For the record, counterclockwise: The One Ring, Old Glory, James Cagney, Mario, Robocop, Crow T. Robot, Devon Aoki, Spider-Man, Kate Winslet and Godzilla.
So much of Jodie Foster’s acting career has been defined by the concept of “strong women” characters – not “strong” in the character sense but in the literal: She specializes in “you ain’t gonna push me around just cuz I’m female AND teeny-tiny!” roles, and it’s mostly paid off for her… well, okay, “Contact,” “Anna & The King” and “Flightplan” all really, really, really, REALLY sucked… but she’s not that bad in most of them.

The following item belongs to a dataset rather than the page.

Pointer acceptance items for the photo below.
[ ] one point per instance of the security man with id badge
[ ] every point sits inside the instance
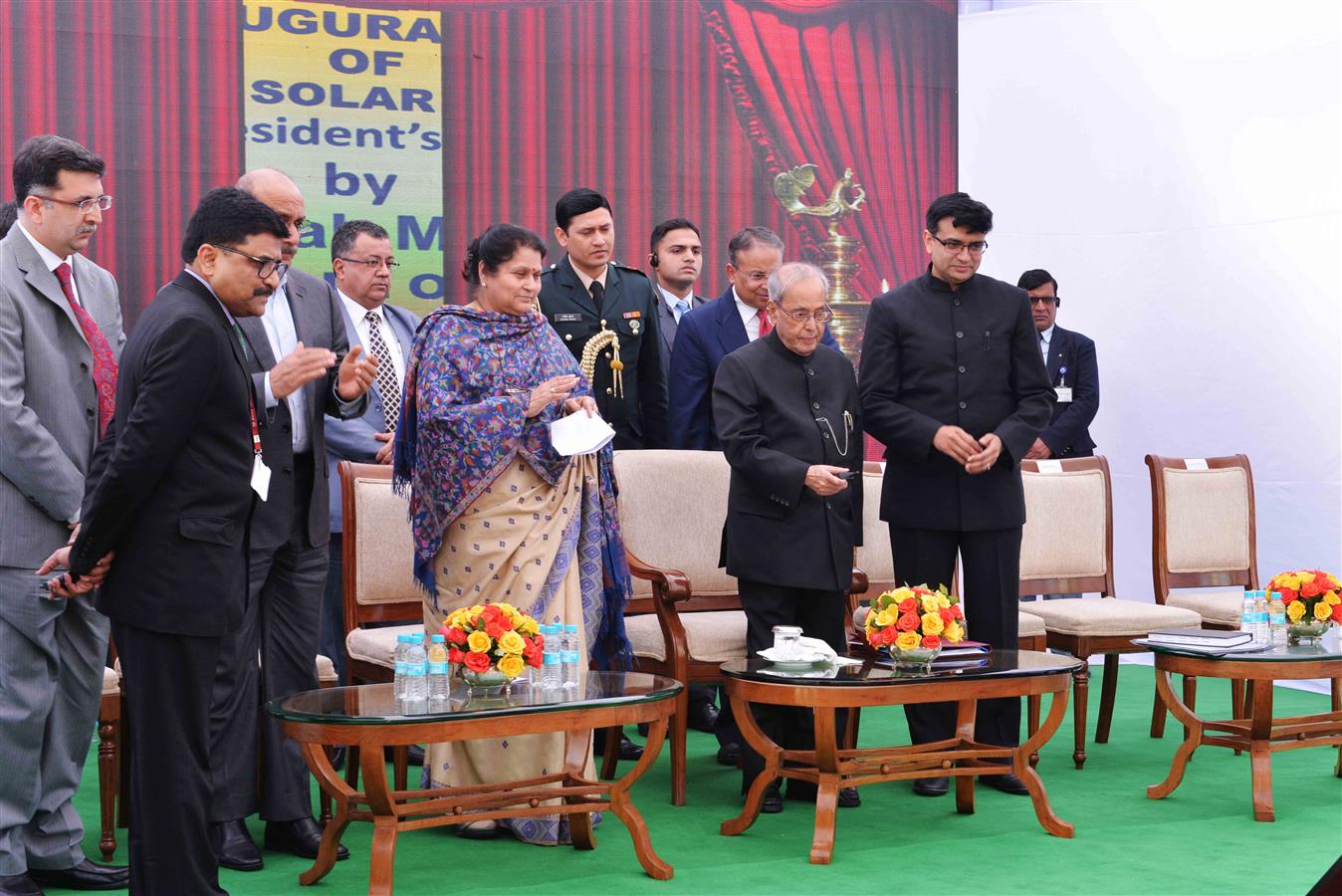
(1070, 358)
(606, 316)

Unfortunately for her, no novelty (even those backed up by actual talent) lasts forever. In a movie-world where ‘tuff-chicks’ are now a Hollywood staple and every other week is bringing us a new Lara Croft, Elektra, G.I. Jane, Ultra-Violet, Storm, Trinity, Domino, etc; a movie-world where the women of “Kill Bill,” “Crouching Tiger” or “Dead or Alive” are vaulting through the air killing armies armed men with a single sword… well, these days simply donning an asexual pantsuit, minimal makeup, a “business-bob” haircut and delivering all your lines in a clipped “loud-whisper” just doesn’t seem like as much of a revolutionary act as it used to.
I’d posit this situation has more than a little something to do with how little we see of Foster these days, and almost everything to do with some of the baffling “action grrrrl” parts we HAVE seen her in: Just a little over a year ago, she was making a fool of herself in the Die Hard knockoff, “Flightplan,” and now we have the eye-poppingly cheesey trailer for the awful-looking “The Brave One,” which finds Foster in – I shit you not – an unofficial remake of “Death Wish” in the Charles Bronson role of an ordinary person turned into a gun-toting, mugger-slaying vigilante who ends the trailer by pointing a gun right at the camera, spitting out a catchphrase and firing into a white-screen fadeout. No, seriously, that’s what happens. Take a look:
“Yeah… I WANT MY DOG BACK!!!!” BLAM! You gotta be freakin’ kidding me. Lookout, criminal scum! Nell’s comin’ to kick your ass!